Dave Walters, a partner from Bodman, and I led a rousing discussion on ERISA Accounts at the last meeting of the Great Lakes TEGE Council. It was an eye-opening discussion, with the Council members exploring a number of significant issues which many of us had not previously considered. Not only are there a number of ERISA rules to be considered, but our conversations also uncovered a few tax qualification rules as well.

"ERISA Account" is really not a defined term-anywhere-which is a problem in and of itself. So, for purposes of this piece, I refer to it as either an asset pool, or identifiable credits, that can be used at a plan’s direction for plan purposes.   It is interesting what happens when you take time to discuss things openly with other professionals; a lot gets flushed out.  One of the important things we discussed was the differences in ERISA Accounts depending on the funding source. Working the details of the ERISA Account really involves working the details of the underlying investment product.  

Just take just one iteration of how ERISA Accounts can be funded, 12b-1 fees from mutual funds, for example. Though plan assets are used to purchase investment company shares, the actual assets within the mutual fund are not considered plan assets because of very specific ERISA rules (the shares owned by the plan are actually the plan assets; the underlying investments of the mutual fund itself are not). The mutual fund is governed by a board of directors, which is responsible for adopting any 12b-1 program that the fund has, and the program determines whether or not such funds are even payable to a plan to fund an ERISA Account.
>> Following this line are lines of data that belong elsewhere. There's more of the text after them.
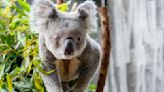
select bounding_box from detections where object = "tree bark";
[107,0,164,92]
[96,7,111,92]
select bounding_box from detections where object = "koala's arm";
[72,38,101,92]
[39,34,63,92]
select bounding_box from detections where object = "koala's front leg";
[40,64,63,92]
[71,41,101,92]
[39,34,63,92]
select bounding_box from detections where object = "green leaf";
[6,74,13,92]
[2,6,11,17]
[38,67,56,75]
[88,84,97,91]
[13,81,32,89]
[56,3,68,12]
[0,23,5,30]
[10,67,21,77]
[0,64,5,79]
[12,5,25,15]
[27,61,33,73]
[17,0,30,12]
[0,79,2,91]
[34,78,44,92]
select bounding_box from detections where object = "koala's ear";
[78,9,88,20]
[30,0,58,33]
[48,8,58,19]
[77,1,97,33]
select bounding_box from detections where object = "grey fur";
[30,0,101,92]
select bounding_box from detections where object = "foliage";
[0,0,44,92]
[0,0,97,92]
[56,3,68,12]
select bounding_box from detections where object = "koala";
[30,0,101,92]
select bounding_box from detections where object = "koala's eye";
[77,37,81,42]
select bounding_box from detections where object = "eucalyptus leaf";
[17,0,30,12]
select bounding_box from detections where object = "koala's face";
[30,1,97,59]
[44,16,87,59]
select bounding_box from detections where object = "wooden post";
[96,7,111,92]
[56,0,64,4]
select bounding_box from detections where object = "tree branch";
[96,7,111,92]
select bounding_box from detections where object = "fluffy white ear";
[77,0,97,33]
[30,0,57,33]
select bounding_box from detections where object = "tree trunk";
[106,0,164,92]
[96,7,111,92]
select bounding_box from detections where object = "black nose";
[64,38,74,55]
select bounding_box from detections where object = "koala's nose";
[64,37,74,55]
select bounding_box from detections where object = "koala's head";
[30,0,97,59]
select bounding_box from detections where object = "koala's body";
[30,0,101,92]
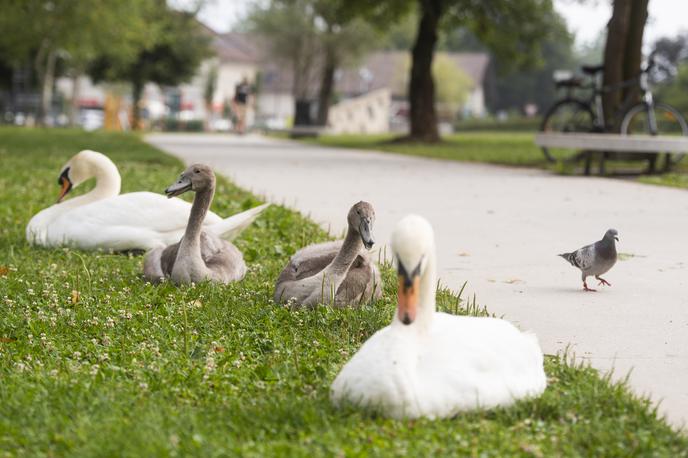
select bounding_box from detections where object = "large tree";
[248,0,375,127]
[406,0,556,141]
[0,0,152,125]
[349,0,556,141]
[601,0,649,131]
[89,5,211,129]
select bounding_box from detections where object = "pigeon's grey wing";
[574,244,596,272]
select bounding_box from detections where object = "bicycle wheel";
[539,99,595,162]
[621,102,688,168]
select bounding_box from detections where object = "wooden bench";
[535,132,688,175]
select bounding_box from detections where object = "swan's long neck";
[324,224,362,277]
[417,248,437,328]
[89,156,121,200]
[57,155,122,211]
[177,184,214,269]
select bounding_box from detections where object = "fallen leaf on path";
[503,278,523,284]
[0,266,8,277]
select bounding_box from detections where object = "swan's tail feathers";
[209,203,270,241]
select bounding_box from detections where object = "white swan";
[26,150,269,251]
[331,215,547,419]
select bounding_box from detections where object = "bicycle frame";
[565,57,659,134]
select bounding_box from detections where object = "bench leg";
[598,152,606,175]
[646,155,657,174]
[663,153,673,172]
[584,151,592,176]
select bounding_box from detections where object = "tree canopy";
[88,5,211,127]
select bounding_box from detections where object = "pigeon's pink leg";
[583,281,596,292]
[596,276,612,287]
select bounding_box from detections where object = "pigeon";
[559,229,618,292]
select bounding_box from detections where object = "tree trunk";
[602,0,649,131]
[132,79,144,130]
[316,46,336,127]
[68,71,81,127]
[408,0,442,142]
[622,0,648,103]
[34,41,57,126]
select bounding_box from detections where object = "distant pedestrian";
[232,77,251,134]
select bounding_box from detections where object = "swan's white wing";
[206,203,270,241]
[331,326,423,419]
[416,314,547,416]
[42,192,221,250]
[331,315,546,419]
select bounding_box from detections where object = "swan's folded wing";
[279,240,343,282]
[206,203,270,241]
[64,192,222,235]
[420,314,547,415]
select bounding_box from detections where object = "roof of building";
[213,32,262,63]
[203,27,490,97]
[335,51,490,97]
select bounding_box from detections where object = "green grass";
[300,132,548,168]
[1,127,686,457]
[298,132,688,190]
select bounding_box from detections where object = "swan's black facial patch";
[58,167,71,186]
[397,257,422,288]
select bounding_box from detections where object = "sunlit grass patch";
[0,127,686,456]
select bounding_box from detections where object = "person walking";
[232,77,251,134]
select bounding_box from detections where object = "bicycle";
[539,53,688,171]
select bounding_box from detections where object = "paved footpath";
[148,133,688,428]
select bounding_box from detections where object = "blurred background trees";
[0,0,685,139]
[0,0,209,129]
[88,4,211,128]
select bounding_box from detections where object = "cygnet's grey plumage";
[559,228,618,291]
[143,164,247,285]
[274,202,382,307]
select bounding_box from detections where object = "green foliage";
[1,127,686,456]
[488,11,576,113]
[656,63,688,116]
[246,0,320,99]
[0,1,153,72]
[302,132,552,167]
[247,0,376,101]
[89,9,211,89]
[433,54,472,109]
[392,53,472,109]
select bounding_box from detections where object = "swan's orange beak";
[397,274,419,325]
[57,176,72,203]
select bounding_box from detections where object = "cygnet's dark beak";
[614,236,619,242]
[359,218,374,250]
[165,175,192,198]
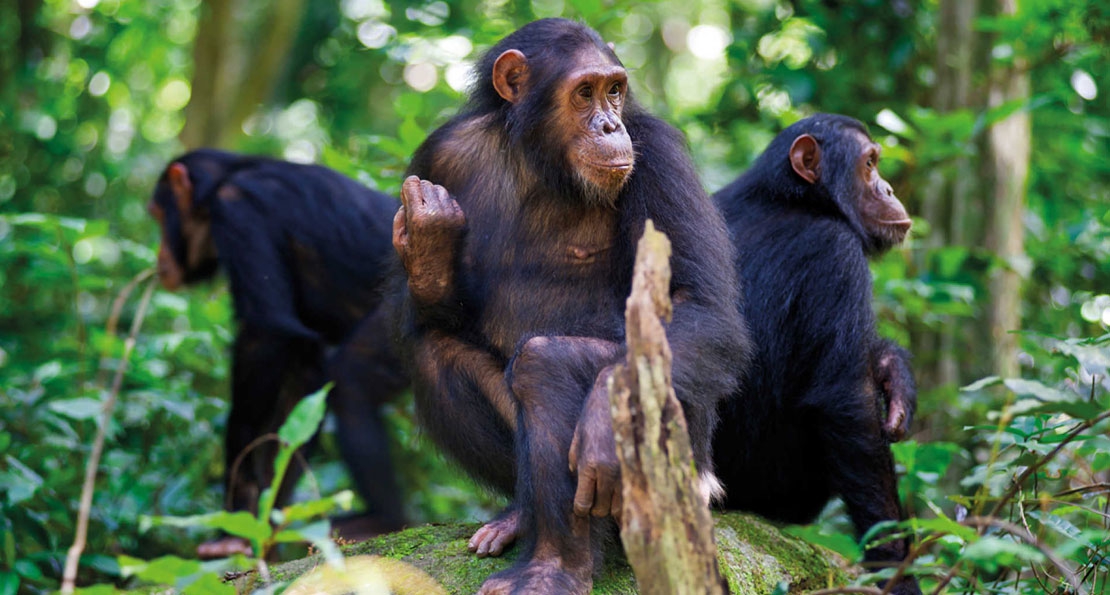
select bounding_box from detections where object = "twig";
[224,433,320,513]
[807,587,883,595]
[877,534,945,595]
[95,268,155,387]
[987,405,1110,519]
[962,516,1087,595]
[225,432,281,511]
[61,277,158,594]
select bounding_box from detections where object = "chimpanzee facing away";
[149,150,408,558]
[713,114,920,594]
[388,18,747,594]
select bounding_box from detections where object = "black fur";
[152,150,408,537]
[391,18,748,588]
[713,114,921,594]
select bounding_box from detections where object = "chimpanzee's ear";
[789,134,821,185]
[492,50,529,104]
[167,163,194,212]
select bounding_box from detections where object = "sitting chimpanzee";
[388,19,747,594]
[148,150,408,558]
[713,114,920,594]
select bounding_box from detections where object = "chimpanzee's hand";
[568,367,621,520]
[393,176,466,306]
[874,346,916,442]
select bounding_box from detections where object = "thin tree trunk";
[983,0,1031,378]
[179,0,305,149]
[180,0,233,148]
[916,0,979,389]
[218,0,306,147]
[609,221,727,595]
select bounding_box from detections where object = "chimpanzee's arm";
[871,338,916,442]
[392,176,469,330]
[626,115,750,468]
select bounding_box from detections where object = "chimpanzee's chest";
[464,203,626,356]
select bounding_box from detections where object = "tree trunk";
[180,0,233,148]
[609,220,727,595]
[179,0,306,149]
[915,0,980,390]
[218,0,306,147]
[983,0,1031,378]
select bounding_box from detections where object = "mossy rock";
[238,512,851,594]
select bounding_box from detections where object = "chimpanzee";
[712,114,920,594]
[148,150,408,558]
[388,19,747,594]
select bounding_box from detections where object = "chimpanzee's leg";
[199,326,322,559]
[328,308,410,539]
[407,330,528,555]
[411,332,518,495]
[825,406,921,595]
[478,336,620,595]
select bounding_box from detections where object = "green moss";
[237,513,851,594]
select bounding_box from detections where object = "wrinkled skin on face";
[493,46,634,206]
[848,130,911,249]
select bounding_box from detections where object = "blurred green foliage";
[1,0,1108,593]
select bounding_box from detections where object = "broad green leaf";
[1,456,44,505]
[12,559,43,581]
[278,490,355,524]
[906,516,977,542]
[274,521,343,566]
[783,525,861,560]
[1003,378,1075,402]
[73,586,117,595]
[962,537,1045,571]
[48,397,103,421]
[141,511,270,543]
[277,384,330,447]
[0,571,18,595]
[117,555,200,584]
[182,571,236,595]
[1009,398,1105,420]
[962,376,1002,392]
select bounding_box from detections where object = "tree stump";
[608,220,727,595]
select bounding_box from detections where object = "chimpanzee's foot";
[196,535,252,559]
[477,558,591,595]
[468,507,521,558]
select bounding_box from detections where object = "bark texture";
[608,220,727,595]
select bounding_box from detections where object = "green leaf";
[962,376,1002,392]
[141,511,270,543]
[73,586,117,595]
[182,571,236,595]
[277,384,330,448]
[278,490,355,524]
[274,521,343,566]
[962,537,1045,572]
[118,555,200,584]
[48,397,103,420]
[783,525,861,560]
[13,559,43,581]
[0,571,18,595]
[908,516,977,542]
[1,456,44,505]
[1003,378,1074,402]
Any 12b-1 fees are paid by the mutual fund itself, not by the investment manager of the fund or the rep selling/advising-on the fund (though those parties may, themselves, be able to create ERISA Accounts if done properly, but not from mutual fund assets).  Though these 12b-1 fees may be considered indirect compensation for 408b-2 purposes, and even though they may be subtracted from the fund’s value in determining the daily Net Asset Value of the shares held by the plan, the payment of the 12b-1 fee itself would not, generally be considered the payment of a plan asset.
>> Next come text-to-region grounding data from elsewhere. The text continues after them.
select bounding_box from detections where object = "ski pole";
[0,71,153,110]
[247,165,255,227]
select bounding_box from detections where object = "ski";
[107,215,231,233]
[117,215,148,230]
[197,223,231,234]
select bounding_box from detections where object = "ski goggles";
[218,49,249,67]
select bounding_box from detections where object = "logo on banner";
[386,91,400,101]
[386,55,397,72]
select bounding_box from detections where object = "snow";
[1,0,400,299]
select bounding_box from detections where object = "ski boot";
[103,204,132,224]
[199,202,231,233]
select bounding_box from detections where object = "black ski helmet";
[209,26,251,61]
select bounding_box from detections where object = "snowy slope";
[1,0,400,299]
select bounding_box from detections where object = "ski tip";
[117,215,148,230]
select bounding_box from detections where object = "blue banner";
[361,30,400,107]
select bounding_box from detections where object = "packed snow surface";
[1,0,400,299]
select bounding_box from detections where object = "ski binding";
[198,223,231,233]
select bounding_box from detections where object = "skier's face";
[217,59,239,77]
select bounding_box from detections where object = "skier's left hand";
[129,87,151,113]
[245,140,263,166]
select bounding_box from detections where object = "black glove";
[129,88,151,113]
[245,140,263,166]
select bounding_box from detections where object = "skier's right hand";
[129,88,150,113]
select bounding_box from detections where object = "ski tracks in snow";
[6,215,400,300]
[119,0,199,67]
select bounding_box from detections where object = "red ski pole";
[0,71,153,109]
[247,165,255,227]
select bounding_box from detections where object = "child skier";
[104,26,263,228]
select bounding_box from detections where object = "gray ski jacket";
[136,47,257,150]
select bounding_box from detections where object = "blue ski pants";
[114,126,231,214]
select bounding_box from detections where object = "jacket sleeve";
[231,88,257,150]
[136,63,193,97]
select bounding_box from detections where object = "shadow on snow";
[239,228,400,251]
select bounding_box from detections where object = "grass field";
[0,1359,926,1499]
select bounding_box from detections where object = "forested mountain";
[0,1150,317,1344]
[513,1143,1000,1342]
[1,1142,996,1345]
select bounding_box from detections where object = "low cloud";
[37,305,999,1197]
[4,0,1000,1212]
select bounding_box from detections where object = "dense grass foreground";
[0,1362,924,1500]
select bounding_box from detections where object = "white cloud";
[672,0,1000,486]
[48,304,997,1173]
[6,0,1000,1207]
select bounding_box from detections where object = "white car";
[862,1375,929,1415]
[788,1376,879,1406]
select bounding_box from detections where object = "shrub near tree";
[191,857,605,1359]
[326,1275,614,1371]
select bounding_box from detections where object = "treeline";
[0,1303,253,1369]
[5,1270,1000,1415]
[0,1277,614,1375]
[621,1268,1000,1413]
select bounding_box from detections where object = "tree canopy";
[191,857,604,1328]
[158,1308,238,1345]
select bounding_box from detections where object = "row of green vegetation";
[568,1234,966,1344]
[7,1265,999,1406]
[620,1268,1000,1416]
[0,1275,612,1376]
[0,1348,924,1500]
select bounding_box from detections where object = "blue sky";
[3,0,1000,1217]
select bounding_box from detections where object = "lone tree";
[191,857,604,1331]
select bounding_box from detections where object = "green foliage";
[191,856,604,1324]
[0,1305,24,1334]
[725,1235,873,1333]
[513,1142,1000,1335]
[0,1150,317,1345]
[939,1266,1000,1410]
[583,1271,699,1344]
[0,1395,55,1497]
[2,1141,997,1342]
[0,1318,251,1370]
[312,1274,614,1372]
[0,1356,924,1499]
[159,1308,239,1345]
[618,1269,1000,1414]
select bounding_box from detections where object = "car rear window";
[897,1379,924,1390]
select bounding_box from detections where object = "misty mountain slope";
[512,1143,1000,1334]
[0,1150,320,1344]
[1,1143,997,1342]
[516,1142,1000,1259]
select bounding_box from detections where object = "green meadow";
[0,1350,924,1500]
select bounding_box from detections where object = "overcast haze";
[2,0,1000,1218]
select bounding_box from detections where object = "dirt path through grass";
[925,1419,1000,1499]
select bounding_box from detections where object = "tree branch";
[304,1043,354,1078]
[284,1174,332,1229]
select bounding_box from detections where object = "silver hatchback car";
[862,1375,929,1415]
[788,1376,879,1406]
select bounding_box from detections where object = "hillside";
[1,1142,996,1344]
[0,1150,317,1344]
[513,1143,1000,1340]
One of the issues discussed was whether, if the plan had the legal right to that payment, whether that payment is a plan asset (or is the right to the payment an asset?).
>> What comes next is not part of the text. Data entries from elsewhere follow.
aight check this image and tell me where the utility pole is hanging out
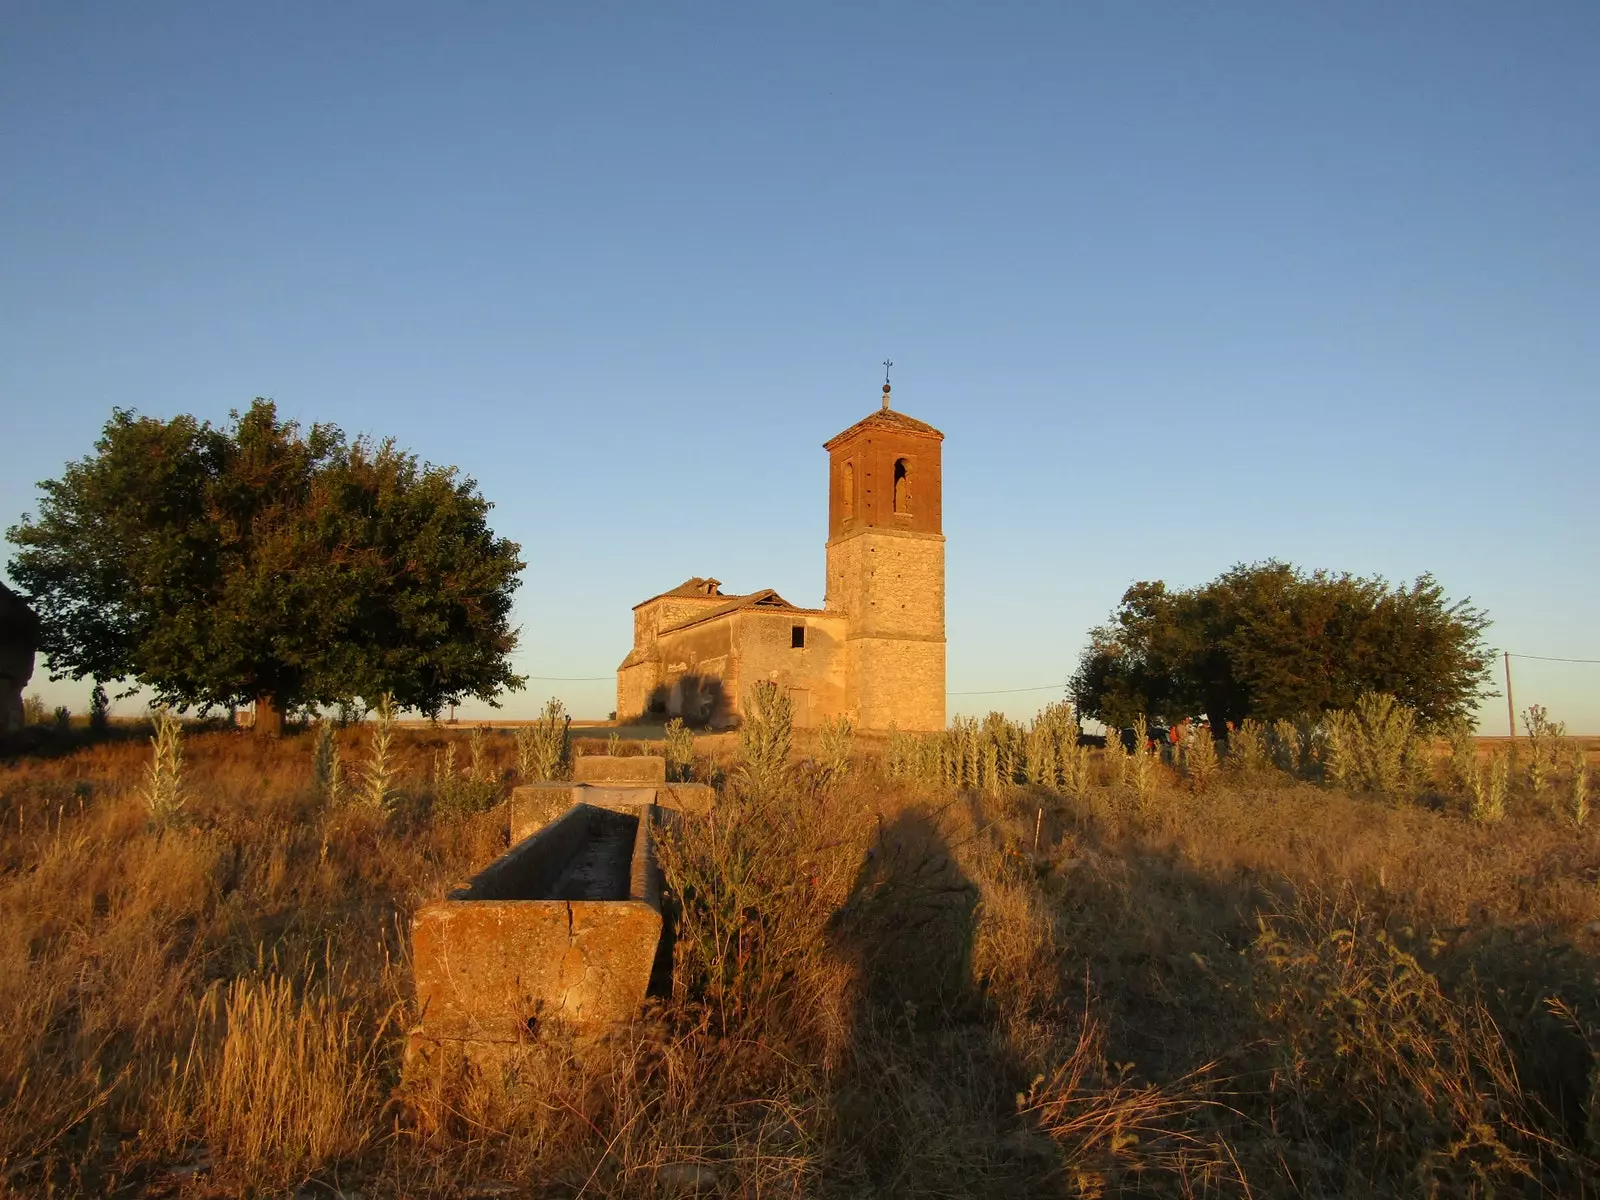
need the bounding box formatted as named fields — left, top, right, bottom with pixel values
left=1503, top=651, right=1516, bottom=743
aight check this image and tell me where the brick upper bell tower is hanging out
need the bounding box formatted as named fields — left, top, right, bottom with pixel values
left=823, top=379, right=946, bottom=731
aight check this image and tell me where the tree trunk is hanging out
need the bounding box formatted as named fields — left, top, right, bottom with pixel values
left=254, top=693, right=283, bottom=738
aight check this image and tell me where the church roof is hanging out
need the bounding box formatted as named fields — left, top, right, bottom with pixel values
left=823, top=406, right=944, bottom=451
left=631, top=577, right=727, bottom=610
left=660, top=587, right=823, bottom=634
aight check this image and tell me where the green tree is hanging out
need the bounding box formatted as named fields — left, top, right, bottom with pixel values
left=8, top=400, right=526, bottom=733
left=1069, top=561, right=1492, bottom=730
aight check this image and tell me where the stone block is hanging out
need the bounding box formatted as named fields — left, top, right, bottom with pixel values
left=506, top=780, right=714, bottom=844
left=573, top=754, right=667, bottom=784
left=412, top=803, right=663, bottom=1039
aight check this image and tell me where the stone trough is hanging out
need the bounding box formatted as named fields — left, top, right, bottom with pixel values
left=410, top=755, right=712, bottom=1049
left=412, top=800, right=663, bottom=1041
If the 12b-1 payment is made to the plan’s trust, it is a plan asset. But what if, instead, it is paid directly to the TPA, who uses it to offset administrative costs under its contract with the plan? Is it a plan asset? What about the advisor, or the plan’s investment manager (particularly if it also manages the underlying mutual fund?).

This is just one example. Even within mutual funds, there are a variety of ways to handle the ERISA Account, and just wait until we discuss annuity contracts and collective trusts.  Determination of the plan asset status is just one of the issues (albeit a critical one) for any iteration of an ERISA Accounts, and we understand there is a pending DOL Advisory Opinion request somehow dealing with this sort of issue.  But then there are the questions of its accounting and treatment under the plan, the allocation issues, the forfeiture account issues, and even whether or not "definitely determinable benefit" becomes an issue if too much discretion on allocation is granted under the plan document. 

The only thing really clear is that there are a number of issues to resolve and, like prohibited transactions, the answers to them will lie in the specifics of the design of the ERISA Account; what type of entity funds it (and its relationship to fiduciaries and other parties in interest); how it is used; how it is terminated; what kind of contract commitment is involved; how is it documented and substantiated; how does it work in 403(b);  and others.